1. Worum streiten die Türkei und Griechenland?

Beide Länder erheben Anspruch auf Gasvorkommen im östlichen Mittelmeer. Der Streit geht aber viel weiter zurück. Die Einflusszonen im Mittelmeer sind ungeklärt und waren daher er immer wieder Anlass für Reibungen in den traditionell schwierigen Beziehungen zwischen den beiden Ländern, aber auch die Souveränität einiger unbewohnter Inseln ist nach wie vor umstritten. Auch Durchfahrtsrechte sind ein Thema. Die reichen vermuteten Öl- und Gasvorkommen unter dem Meeresboden der Region haben den langjährigen Konflikt nun massiv angeheizt.

2. Welche anderen Länder sind in den Konflikt involviert?

Auch Zypern beansprucht die Bodenschätze, die zu einem großen Teil vor der Küste der Insel liegen, für sich. Unterstützung erhalten Griechenland und Zypern von den Mittelmeerländern Ägypten, Israel und Frankreich. Die Türkei ist regional weitgehend isoliert, hat sich aber die Unterstützung Libyens gesichert.

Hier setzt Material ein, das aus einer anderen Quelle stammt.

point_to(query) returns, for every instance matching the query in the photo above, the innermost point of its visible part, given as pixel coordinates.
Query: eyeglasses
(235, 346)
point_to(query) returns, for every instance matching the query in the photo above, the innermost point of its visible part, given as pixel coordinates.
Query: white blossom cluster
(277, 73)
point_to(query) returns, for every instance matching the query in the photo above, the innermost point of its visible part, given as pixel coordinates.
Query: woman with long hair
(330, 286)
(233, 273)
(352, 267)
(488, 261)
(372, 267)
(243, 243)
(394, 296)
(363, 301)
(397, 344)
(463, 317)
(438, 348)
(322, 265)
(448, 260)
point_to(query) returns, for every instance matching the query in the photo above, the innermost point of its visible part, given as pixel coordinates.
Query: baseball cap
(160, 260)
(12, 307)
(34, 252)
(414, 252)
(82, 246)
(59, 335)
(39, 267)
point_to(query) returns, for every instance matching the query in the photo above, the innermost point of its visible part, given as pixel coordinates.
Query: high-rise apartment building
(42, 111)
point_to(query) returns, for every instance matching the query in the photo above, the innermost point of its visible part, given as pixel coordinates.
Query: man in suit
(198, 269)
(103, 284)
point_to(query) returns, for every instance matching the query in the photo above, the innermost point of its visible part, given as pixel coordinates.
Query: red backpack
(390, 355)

Mit der Regierung des Bürgerkriegslandes Libyen hat Ankara Ende 2019 ein umstrittenes "Memorandum of Understanding" abgeschlossen, das die Ansprüche beider Staaten im Mittelmeer regelt und in dem Griechenland praktisch nicht vorkommt. Griechenland wiederum hat Abkommen zur Festlegung der Ausschließlichen Wirtschaftszonen (AWZ) mit Ägypten und Italien geschlossen. Die Abkommen stehen zueinander in Widerspruch.

3. Was ist eine AWZ, Festlandsockel und Hoheitsgewässer?

Hoheitsgewässer gehören zum Staatsgebiet. Schiffe anderer Staaten dürfen nur durchfahren. Die Ausschließliche Wirtschaftszone (AWZ) ist wichtig für Fischerei und Windkraft, sie reicht bis zu 200 Seemeilen. Der Festlandssockel gilt als Verlängerung des Festlandes am Meeresgrund. Jeder Küstenstaat hat Anspruch auf einen Festlandssockel von mindestens 200 Seemeilen oder darüber hinaus. Hier sind die Förderung von Bodenschätzen wie Erdöl und Erdgas möglich. Im Falle der Türkei ist dies aber wegen der nahe gelegenen griechischen Inseln schwierig. Die winzige Insel Kastellorizo liegt etwa kaum drei Kilometer vor der Küste der Türkei und ragt in die Hoheitsgewässer hinein.

Streitpunkt ist daher unter anderem, ob die griechischen Inseln einen Festlandsockel und eine Wirtschaftszone haben. Griechenland ist dieser Meinung, die Türkei bestreitet dies. Der Ansicht Ankaras nach haben Inseln - auch große wie Kreta und Rhodos - nur Hoheitsgewässer.

4. Wer hat in dem Streit Recht?

Das internationale Seerecht gibt hier keine klare Antwort. Die Türkei ist außerdem wegen des Streits dem UNO-Seerechtsübereinkommen von 1982 nicht beigetreten. Während die Türkei ihren Anspruch damit begründet, dass es über die längste Küste von allen Anrainer im östlichen Mittelmeer verfügt, verweist Griechenland auf seine Inseln, die nahe vor der türkischen Küste liegen. Im Falle Zypern wird die rechtliche Lage dadurch verkompliziert, dass Zypern geteilt ist und die Regierung nur den Süden der Insel kontrolliert. Die Türkische Republik Nordzypern wird bis heute jedoch nur von der Türkei anerkannt.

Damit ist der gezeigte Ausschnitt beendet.